Aid organizations say violence, blockades and bureaucratic obstacles are making it hard to reach civilians in conflict zones.
“What we are witnessing in Sudan is nothing short of an indictment of humanity,” said the UN refugee agency’s regional director Mamadou Dian Balde.
“If the world does not urgently step up — diplomatically, financially, and morally — an already catastrophic situation will deteriorate further with millions of Sudanese and their neighbors paying the price.”

’BREAKING POINT’
South Sudan and Chad, both hosting large numbers of Sudanese refugees, were also flagged in the survey.
Charlotte Slente, head of the Danish Refugee Council, said Chad – a country already dealing with deep poverty and hunger exacerbated by the climate crisis — was being pushed “to breaking point.”
“Chad’s solidarity with the refugees is a lesson for the world’s wealthiest nations. That generosity is being met by global moral failure,” Slente said.
In South Sudan, Oxfam said donors were pulling out, forcing aid agencies to cut crucial support for millions of people.

’HELLSCAPE FOR WOMEN’
Several organizations sounded the alarm over escalating conflict in DRC.

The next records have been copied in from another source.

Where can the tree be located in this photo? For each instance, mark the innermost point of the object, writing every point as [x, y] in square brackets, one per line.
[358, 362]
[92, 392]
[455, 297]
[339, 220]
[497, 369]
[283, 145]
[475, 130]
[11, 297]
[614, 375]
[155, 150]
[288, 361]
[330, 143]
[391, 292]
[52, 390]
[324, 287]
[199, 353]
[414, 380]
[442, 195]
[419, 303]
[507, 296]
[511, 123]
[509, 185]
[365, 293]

Around 7 million people are displaced and 27 million face hunger in the vast resource-rich country, where rape has been used as a weapon of war through decades of conflict.
“This is the biggest humanitarian emergency that the world isn’t talking about,” said Christian Aid’s chief executive Patrick Watt.
On a recent visit, he said villagers told him how armed groups had stolen livestock, torched homes, recruited boys to fight and subjected women and girls to terrifying sexual violence.
Rwandan-backed M23 rebels seized a swathe of eastern Congo this year in their bid to topple the government in Kinshasa. Fighting has continued despite a US-led peace deal signed this month by DRC and Rwanda.
DRC’s conflict has intensified amid soaring global demand for minerals needed for clean energy technologies, smartphones and more.
Watt said people now face economic disaster due to Kinshasa’s blockade on M23-controlled areas and aid cuts that have hollowed out the humanitarian response.
ActionAid said the violence had “created a hellscape” for women, while the Norwegian Refugee Council (NRC) called Congo “a case study of global neglect.”
“This neglect is not an accident: it is a choice,” said NRC Secretary General Jan Egeland.
UN aid chief Tom Fletcher named Myanmar as the most neglected crisis, describing it as “a billion-dollar emergency running on fumes.”
A $1.1 billion appeal for the southeast Asian country is only 17 percent funded despite mass displacement, rising hunger and rampant violence.
Although donors raced to help after Myanmar’s massive earthquake in March, Fletcher said the world had turned away from the “grinding crisis” underneath.
“Myanmar is becoming invisible,” he said.